AADA is investigating the possibility of mounting a High Court challenge against the Victorian Government’s planned increase of stamp duty that will effectively act as a further Luxury Car Tax.
AADA is consulting with legal experts to determine whether states have taxing powers under the Australian Constitution.
Victorian stamp duty is currently 4.2 percent of the total cost of cars below the federal LCT threshold of $66,331 and 5.2 percent for cars over this amount. The Victorian Government’s May budget stated that it would increase the stamp duty on cars over $100,000 to 7 percent, while for cars selling for more than $150,000 stamp duty would rise to 9 percent. These changes will take effect from 1 July 2019.
This comes a year after Queensland introduced an extra 2 percent stamp duty on vehicles priced over $100,000.
With the NSW Opposition proposing a similar stamp duty increase before it was defeated in this year’s election, AADA CEO, David Blackhall, said the Association is concerned other states might follow suit. AADA is, therefore, considering a constitutional challenge over what is effectively a state-based LCT.

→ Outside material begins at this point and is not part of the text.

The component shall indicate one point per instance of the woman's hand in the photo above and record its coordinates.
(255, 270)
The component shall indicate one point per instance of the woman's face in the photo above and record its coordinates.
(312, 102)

There are already so many taxes on cars in Australia: a 5 percent tariff on cars imported from the UK and Europe, 10 percent GST plus the Federal Government’s 33 percent LCT on vehicles over $66,331. AADA considers this ‘Luxury’ Car Tax especially unfair considering the numbers show that Toyota customers pay more in LCT than most buyers of prestige brands.
The Sydney Morning Herald and The Age recently revealed that Toyota customers collectively pay more than buyers of Ferraris, Porsches, Lamborghinis and most other prestige brands under the Federal LCT.
Mr Blackhall said if Victoria was allowed to effectively add its own LCT, other states and territories would follow suit, adding to the already unfair impost on Australian motorists and automotive Dealers. Western Australia already imposes 6.5 percent stamp duty on new cars priced over $50,000.
“Treasurers are treasurers; once they see one of their counterparts dip into the car buyer’s wallet, our concern is it will become contagious and other states might get the same idea,” Mr Blackhall said.
“We are taking advice on the legality of what’s happened, and there are serious-minded, well-informed senior counsel talking to us about aspects of this tax that may be in breach of our Constitution.”
It is unclear whether it is possible to challenge a government regarding the legality of a tax, but Mr Blackhall said AADA is determined to find out exactly what taxing powers state governments have under the Constitution and, if necessary and feasible, take that challenge all the way to the High Court.
The potential ramifications of an increase in stamp duty by one state could include consumers purchasing their new vehicle in another state, buying a car below the threshold or exploiting other loopholes, including enlisting the help of Dealers to avoid the higher stamp duty.
One factor that might assist AADA in this fight is the negotiations regarding a Free Trade Agreement with Europe. Vehicles imported from Japan, Thailand, South Korea and the USA are tariff-free, but those from the UK and Europe still attract a 5 percent import tariff.
The EU is likely to regard the Federal LCT and state stamp duties as ‘discriminatory tariffs’ and could pressure the Australian Government to remove or reduce them.